5 Most Popular Posts: September 2019
- October 1, 2019
We here at the Independent love every piece we run. There are no winners or losers. Seriously, though, here are September’s winners.
- Joel Looper’s review of To Change the Church: Pope Francis and the Future of Catholicism by Ross Douthat. “The crux of the problem, according to Douthat, is Pope Francis himself. Little by little, through Vatican appointments and sudden sackings, pregnant silences in response to theological questions, and, above all, his recent encyclical, amoris laetitia, the former Jorge Bergoglio has shown himself to be a theological revolutionary.”
- Bárbara Mujica’s review of Silver, Sword & Stone: Three Crucibles of the Latin American Story by Marie Arana. “Arana does not blame all of Latin America’s ills on the Spanish conquest or Yankee imperialism, but rather argues that the obsession with precious metals, violence, and religion was endemic to the region long before the arrival of the conquistadors. However, the greed and thirst for dominance of foreign powers, especially the United States, have greatly exacerbated this mania.”
- The 2020 Washington Writers Conference. The rumors are true: Registration is already open for next spring’s conference! Remember that the 2019 conference sold out, so don’t miss your chance to reserve a spot this time around (at the Super-Early-Bird rate, no less)!

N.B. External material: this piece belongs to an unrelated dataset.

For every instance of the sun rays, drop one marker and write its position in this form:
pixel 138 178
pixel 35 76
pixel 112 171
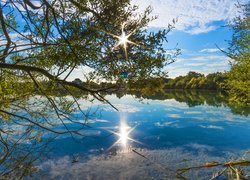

- “Hitting the Perfect Note” by Talmage Boston. “These are the stories of America. Dayton Duncan delivers them in this irresistible book [Country Music: An Illustrated History] that no self-respecting country music lover will be able to put down. And he puts them into their proper place in this spellbinding history narrative, one song at a time.”
- September 2019 Exemplars: Poetry Reviews by Grace Cavalieri. “A collection of poetry spanning 40 years cannot be given fair enough review. These sample poems from eight books are a portrait of the writer’s life where we see a poet inspired by nature, history, mythology, and societal challenges — passions centralized by authority and a learned background. You won’t find confessional poems, sensationalism, exposés, or literary gossip because Wilner goes for big ideas and surfs them to poetic conclusions.”